Bank Regulation, Sure

"In a move that could provide a glimpse into the future of global financial regulaton, the top finance official in the United Kingdom's resurgent opposition Conservative Party met Friday with the chairman of the the U.S. [Fed] to discuss ways to prevent a repeat of the current credit crisis. ... One solution, which Mr. [George] Osborne discussed with ... Ben Bernanke, is to make banks set aside more capital during the booms, damping their aggression in good times and lessening thier need to pull back so sharply during the busts. ... The problem: Banks magnify booms by increasing their lending activity, and then make the downturns worse by pulling back and trying to rebuild their capital cushions. ... 'In Britian, there is now an urgent debate about how to reform our system of financial regulation,' said Mr. Osborne, who has spoken to other central bankers about the idea. ... Osborne has an increasingly strong platform to propose the idea of requiring banks to set aside more capital.
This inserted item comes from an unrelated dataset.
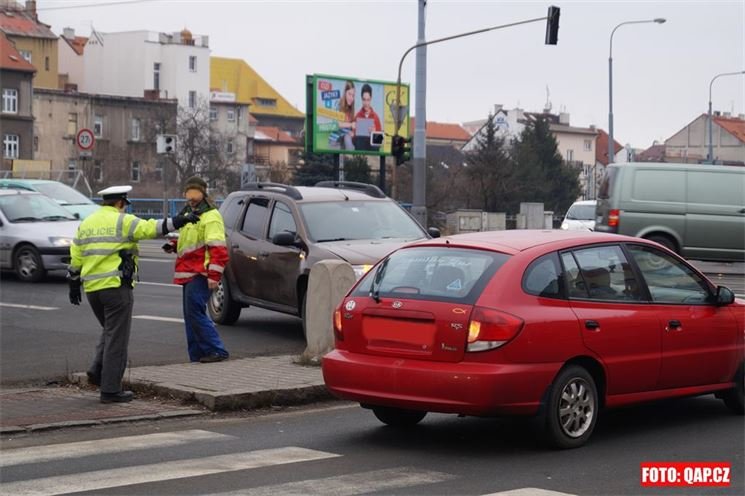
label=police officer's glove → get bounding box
[161,242,176,254]
[69,278,82,306]
[172,211,200,230]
He is in line to be the U.K. Treasury chief if the Conservative Party wins in a general election. ... The idea of implementing countercyclical capital requirements is seeing increasing backing among economists. ... And many economists and bankers believe such programs just won't work. 'It would require central banks to have a very strong idea of where the market should be and what is the correct price for an asset, and that is usually what central banks don't like getting into,' said Giles Moec, a senior economist at Bank of America in London", WSJ, 9 June 2008.

This is more Keynesian nonsense. The Fed can't stabilize the economy, now people want it to stabilize the banking system? Crazy. My answer: end fractional reserve banking.